WakeupCondition クラスの直接のサブクラスは 複数の条件を組み合わせる時に使います。
	public void initialize()
	{
		WakeupCriterion[] events=new WakeupCriterion[7];
		events[0]=new WakeupOnElapsedFrames(0);
		events[1]=new WakeupOnAWTEvent(MouseEvent.MOUSE_PRESSED);
		events[2]=new WakeupOnAWTEvent(MouseEvent.MOUSE_RELEASED);
		events[3]=new WakeupOnAWTEvent(MouseEvent.MOUSE_MOVED);
		events[4]=new WakeupOnAWTEvent(MouseEvent.MOUSE_DRAGGED);
		events[5]=new WakeupOnAWTEvent(MouseEvent.MOUSE_ENTERED);
		events[6]=new WakeupOnAWTEvent(MouseEvent.MOUSE_EXITED);
		
		WakeupCondition mouseCriterion=new WakeupOr(events);	// 上の 7 つの条件のどれか一つでも満たされたら呼んで欲しい
		
		wakeupOn(mouseCriterion);
	}
次に、Behavior の処理を書きます。 Behavior の処理は processStimulus(Enumeration criteria) メソッドに書きます。 このメソッドも Behavior クラスで抽象メソッドとして宣言されて いますので定義する必要があります。
 
その引数 criteria には今回満たされた条件を示す、 WakeupCriterion オブジェクトが列挙型として入っています。 条件を複数指定した場合には criteria から満たされた条件を調べて、 処理を分岐できます。
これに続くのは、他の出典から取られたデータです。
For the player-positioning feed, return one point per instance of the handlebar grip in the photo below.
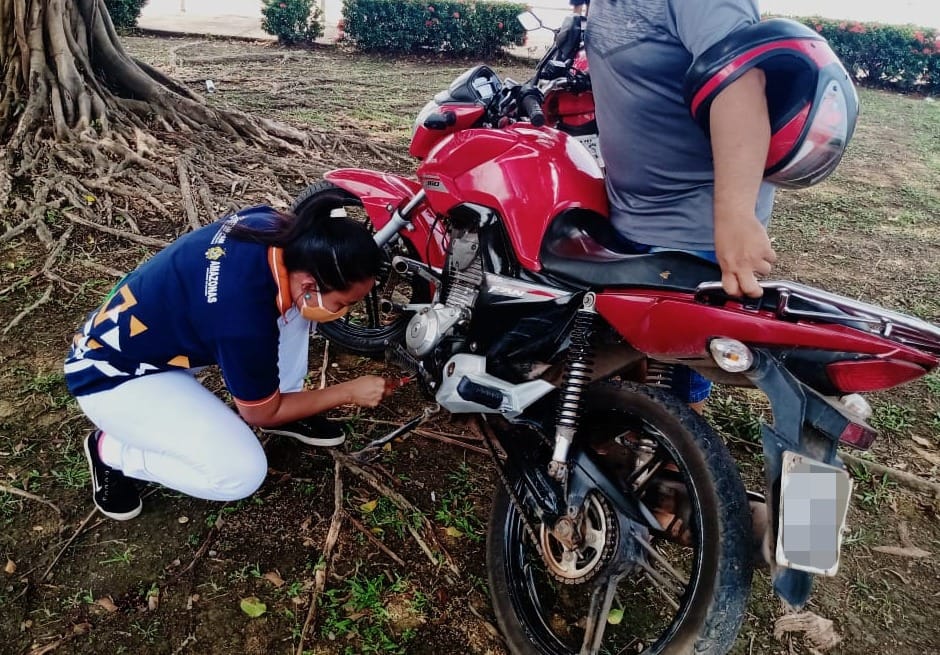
(532, 107)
	public void processStimulus(Enumeration criteria)
	{
		while (criteria.hasMoreElements())
		{
			WakeupCriterion criterion=(WakeupCriterion)(criteria.nextElement());
			
			if (criterion instanceof WakeupOnElapsedFrames)
			{
				// 条件 WakeupOnElapsedFrames で呼ばれた時の処理
			}
			else if (criterion instanceof WakeupOnAWTEvent)
			{
				// 条件 WakeupOnAWTEvent で呼ばれた時の処理
			}
		}
		
		wakeupOn(mouseCriterion);	// 	もう一度呼ぶ
	}
条件に WakeupOnAWTEvent を指定した場合、もう一段階処理が必要です。 WakeupOnAWTEvent オブジェクトの getAWTEvent() メソッドで そのイベントオブジェクトを取得します。
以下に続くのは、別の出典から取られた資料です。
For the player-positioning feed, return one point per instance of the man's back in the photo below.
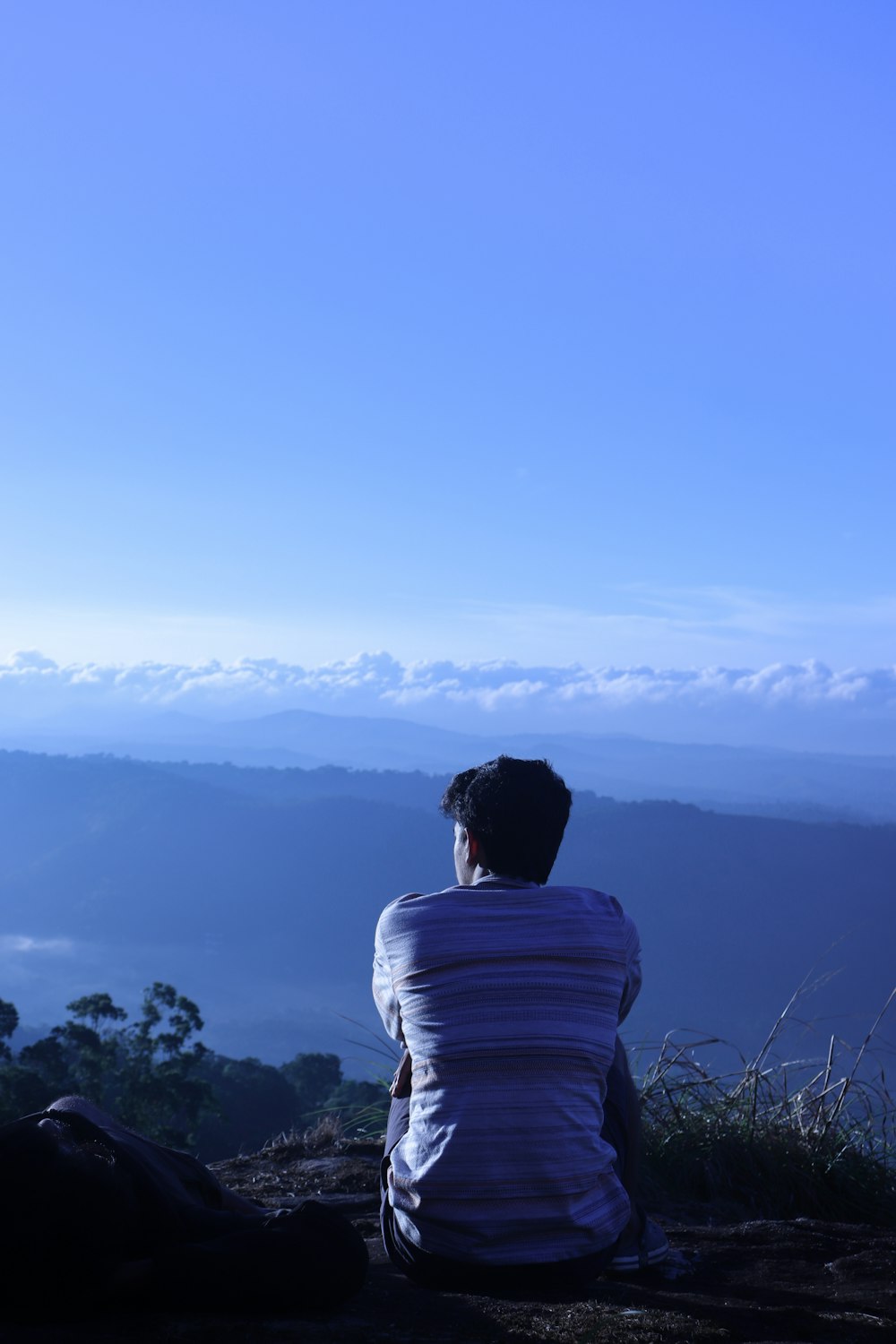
(508, 996)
	// 上の「条件 WakeupOnAWTEvent で呼ばれた時の処理」のところに書く
	AWTEvent[] events=((WakeupOnAWTEvent)(criterion)).getAWTEvent();
	
	for (int i=0;i < events.length;i++)
	{
		if (events[i] instanceof MouseEvent)
		{
			MouseEvent event=(MouseEvent)(events[i]);
			
			if (event.getID()==MouseEvent.MOUSE_PRESSED)
			{
				// マウスが押されたときの処理
				// あとは、Listener を使ったときと同じように書ける
			}
		}
	}
最後に、 processStimulus(Enumeration criteria) メソッドの最後に wakeupOn(WakeupCondition criteria) メソッドを再び呼びます。 呼ばない場合、この Behavior は動作を停止してしまいます。 つまり、wakeupOn(WakeupCondition criteria) メソッド呼び出し一回に対して、 processStimulus(Enumeration criteria) メソッドが最高一回呼ばれます。 このとき、先ほどとは違った条件を指定することも可能です。
 
ちなみに、wakeupOn(WakeupCondition criteria) メソッドは 自分自身の initialize() メソッドまたは processStimulus(Enumeration criteria) メソッドの中からのみ 呼び出し可能です。 それ以外のところから呼ぼうとすると例外が発生します。